RNZ’s hypocritical adverts
Stuff recently campaigned on the value of journalism. It wasn’t only our journalism we campaigned on; we cited the importance of the craft, across our wider struggling industry. We certainly didn’t slate our competitors. This week, the privileged and taxpayer-funded Radio New Zealand seems to have done just that: ‘‘If it seems like you can’t avoid ads online, we’ve got news for you’’, read one advert.
‘‘If it seems quality journalism has disappeared, we’ve got news for you’’, Kiwis were assured in another. And, more pointedly: ‘‘If you think you have to pay for premium content, we’ve got news for you.’’
Billboards, bus backs, paid social posts – it was everywhere. RNZ drove its message so hard it even featured in a digital display in Stuff’s own lobby. Trolling maybe?
The message was right, but only in part. RNZ doesn’t run ads. RNZ doesn’t have paid subscriptions for its content. This, though, is only because it doesn’t need to.
You already pay for its content through your taxes, so its journalism doesn’t need to be either adfunded, like ours is, or supplemented through a paid content model like, say, the NZ Herald.
It’s simple: Commercial media make money through ads and subscriptions, which they then use to pay for public interest journalism. Public media are Government-funded to pay for public interest journalism.
But, like newsrooms the world over, the advertising and subscription revenues commercial media once thrived on no longer sustain the number of journalists we once could. As audiences have shifted from newspapers to websites, so have advertising dollars. But the slice of the pie left for news organisations is tiny after the giant global platforms like Google and Facebook take their share.
In short, funding journalism, especially in regional New Zealand, has become increasingly hard. The pursuit of a new, sustainable business model to support journalism is something that is common across competitors; one galvanising connection that brings us all together.
Until this week. Until RNZ campaigned against those efforts.
In fact, RNZ chief executive Paul Thompson has spoken about this shared worry himself in the past.
In 2018, he acknowledged the public media was somewhat protected from the financial crises facing his commercial colleagues.
‘‘In this environment, public service media have a unique responsibility to help their commercial counterparts survive’’.
Again, last year, in a column on our own site, he opined how the commercial media world was an increasingly tough business.
‘‘It is brutal, unless you are one of those formidably resourced global platforms – think Facebook, Apple, Amazon, Netflix and Google – that utilise the scale of the internet to generate phenomenal wealth and power. They are called the FANGS for good reason – they rip the throat out of competitors’’.

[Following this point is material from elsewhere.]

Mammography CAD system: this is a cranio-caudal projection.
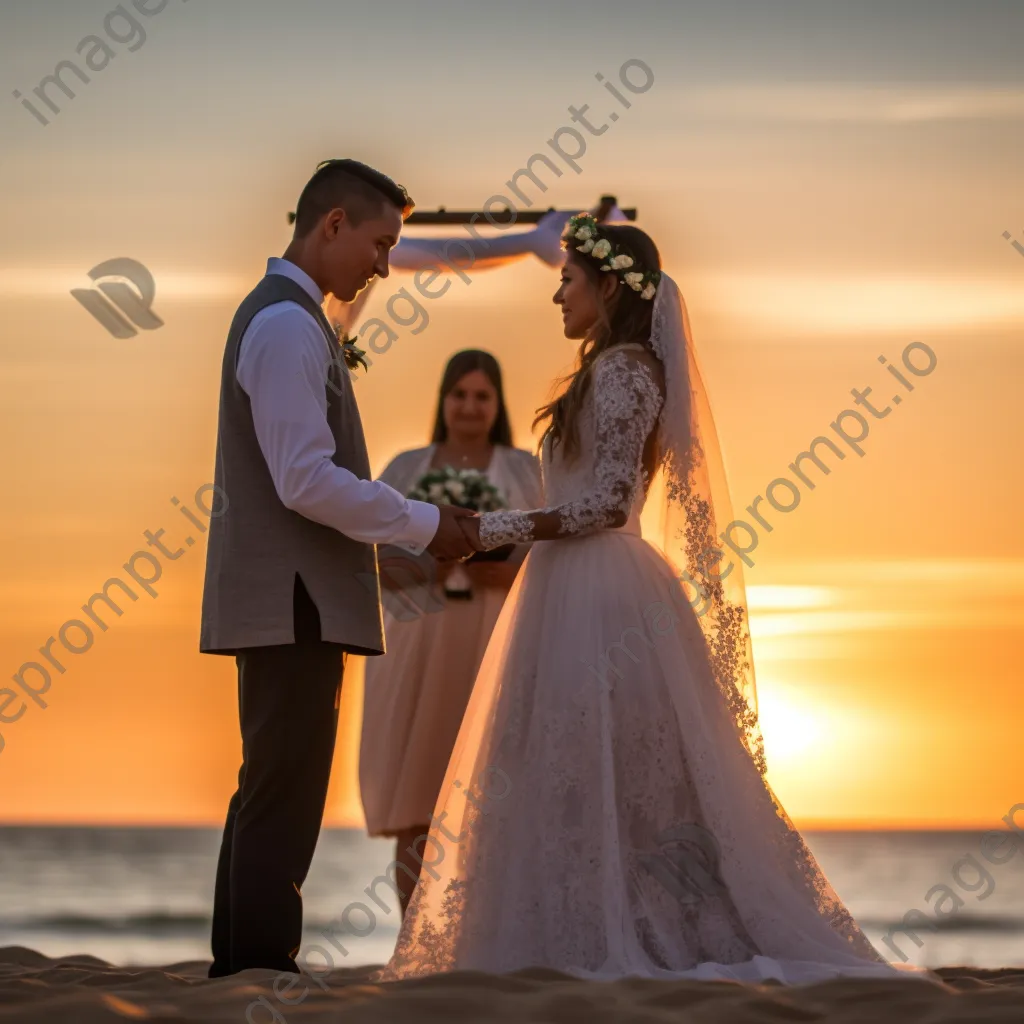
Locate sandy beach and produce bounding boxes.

Dial ahead to this week, when the supportive narrative shifted; when RNZ’s own advertising campaign effectively attacked the efforts of those ‘‘commercial counterparts’’.
But for what? For running ads? For charging for premium content? For tireless efforts just to sustain journalism?

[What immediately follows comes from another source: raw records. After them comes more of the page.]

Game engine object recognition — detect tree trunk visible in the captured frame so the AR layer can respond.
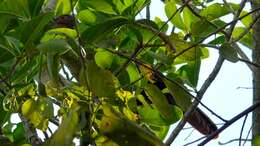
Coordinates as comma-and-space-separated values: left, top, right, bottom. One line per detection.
252, 0, 260, 141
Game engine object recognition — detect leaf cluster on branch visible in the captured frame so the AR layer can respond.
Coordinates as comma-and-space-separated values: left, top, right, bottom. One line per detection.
0, 0, 260, 146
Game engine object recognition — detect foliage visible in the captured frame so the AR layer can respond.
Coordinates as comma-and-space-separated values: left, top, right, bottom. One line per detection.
0, 0, 253, 146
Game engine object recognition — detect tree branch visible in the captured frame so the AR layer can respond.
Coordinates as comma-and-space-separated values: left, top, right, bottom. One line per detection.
198, 101, 260, 146
165, 56, 224, 146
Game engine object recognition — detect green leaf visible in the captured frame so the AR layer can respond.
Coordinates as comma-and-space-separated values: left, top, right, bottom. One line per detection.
37, 39, 71, 55
47, 53, 60, 87
150, 126, 170, 140
28, 0, 44, 16
81, 17, 128, 43
144, 84, 174, 120
100, 105, 164, 146
77, 9, 98, 25
11, 58, 39, 83
171, 34, 203, 64
13, 122, 26, 142
81, 60, 117, 97
95, 49, 114, 69
191, 18, 217, 37
56, 0, 72, 15
209, 35, 226, 45
164, 1, 185, 30
126, 64, 141, 85
232, 27, 254, 49
178, 58, 201, 88
154, 17, 169, 32
22, 97, 53, 131
219, 43, 239, 63
163, 79, 192, 111
200, 3, 232, 20
17, 12, 53, 51
0, 0, 31, 19
45, 109, 79, 146
240, 11, 253, 28
138, 106, 183, 126
183, 7, 199, 31
79, 0, 117, 14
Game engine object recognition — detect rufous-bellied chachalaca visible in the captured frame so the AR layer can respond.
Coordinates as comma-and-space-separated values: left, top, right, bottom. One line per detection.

Smell like hypocrisy? Yep – reeks of it. Then came the double whammy: RNZ didn’t pay for its hypocritical advertising on MediaWorks, NZME, The Spinoff, Newsroom, Stuff or any other organisation that actually invests in vital and valuable New Zealand journalism.
Instead, it spent its advertising dollars – your dollars – on perhaps the mother of all the FANGS, Facebook.
Facebook is the same social platform that streamed the Christchurch terror attacks, which doesn’t create public interest journalism and which has a questionable moral compass. RNZ does create amazing journalism, journalism that holds a great place in my heart and the hearts of many other New Zealanders, including our nation’s journalists. And we work together to share content and to recruit and retain regional reporters.
So why, then, it chose to abandon its industry support and abuse its privileged position; to attack the efforts of its ‘‘commercial counterparts’’ and poach audiences they so desperately need is, definitely, hypocritical but also unfathomable.
RNZ’s own staff were embarrassed by their employer’s campaign. Is this RNZ’s second tonedeaf misstep of the year, after being asked by the Government to hit pause on proposed Concert radio changes but pressing ahead anyway?
Plurality of journalistic voices is deemed in the public interest. RNZ is chartered to serve that public interest. It is its purpose to serve an audience, not to compete for audiences; audiences which in one way or another are needed to fund the great journalism created by many organisations and many companies across New Zealand each and every day.